Hearing the decision, the Meyerses wept. Holly Meyers held her son, then he jumped up and down, and said, "Thank you" to the judge.

"He could have taken the easy way out, but he chose what was right and honorable," Holly Meyers said.

"Our state will be blessed by his bold decision because numerous doctors have said the path (my son) is on would have, if untreated, led to a life of incarceration."

The boy's parents have talked to him about his disorder. He told the judge he wanted to go to Villa Santa Maria to be healed.

"I think I should go so I can get my heart fixed," he said.

Attorney David Macias, representing the boy, asked the court to find the best long-term solution. Authorities could "simply say, 'Let's get rid of him,' but that's not a solution, your honor."

He said evaluations showed his client had a "high risk to re-offend" without proper treatment.

Placement in the residential program was appropriate, said attorney David Zessin, representing the parents.

"He is the kind of people they treat," he said. "This is a person who is a danger to himself and a danger to the community."

The judge relied on reports by William Russner, a clinical psychologist, and others who examined the boy. Russner said the boy has no normal attachment to anyone. He sees "everyone as a potential threat from whom he must protect himself."

Because the boy poses too great a risk to his sister and mother, he cannot live in their home while receiving treatment.
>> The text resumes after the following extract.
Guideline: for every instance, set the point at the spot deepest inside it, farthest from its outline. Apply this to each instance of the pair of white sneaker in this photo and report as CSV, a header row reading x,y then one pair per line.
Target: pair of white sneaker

Russner said foster care should be avoided, and that the boy requires constant supervision and intensive, daily treatment.

The parents will have to fly to the center every six to eight weeks.

Experts say attachment disorders are a common thread of serial killers, and suspect that prisons are filled with those with the disorder. They say children adopted out of Romanian orphanages, where they received little attention from adults, are particularly susceptible.

When the late dictator Nicolae Ceausescu was in power, he demanded women bear five children. Parents, unable to afford the children, abandoned them when his reign ended.

But RAD and other attachment disorders can occur anywhere children fail to bond to a loving caregiver in their early months or years.

Therapists say RAD children, who focus on survival, can be helped with intensive counseling.

They also have trouble with trust. The boy once said in court that he was jealous of the attention his parents gave his sister. In reports, he said: "I'd feel happy if I killed her, because then she'd be gone and then I could get attention from my dad."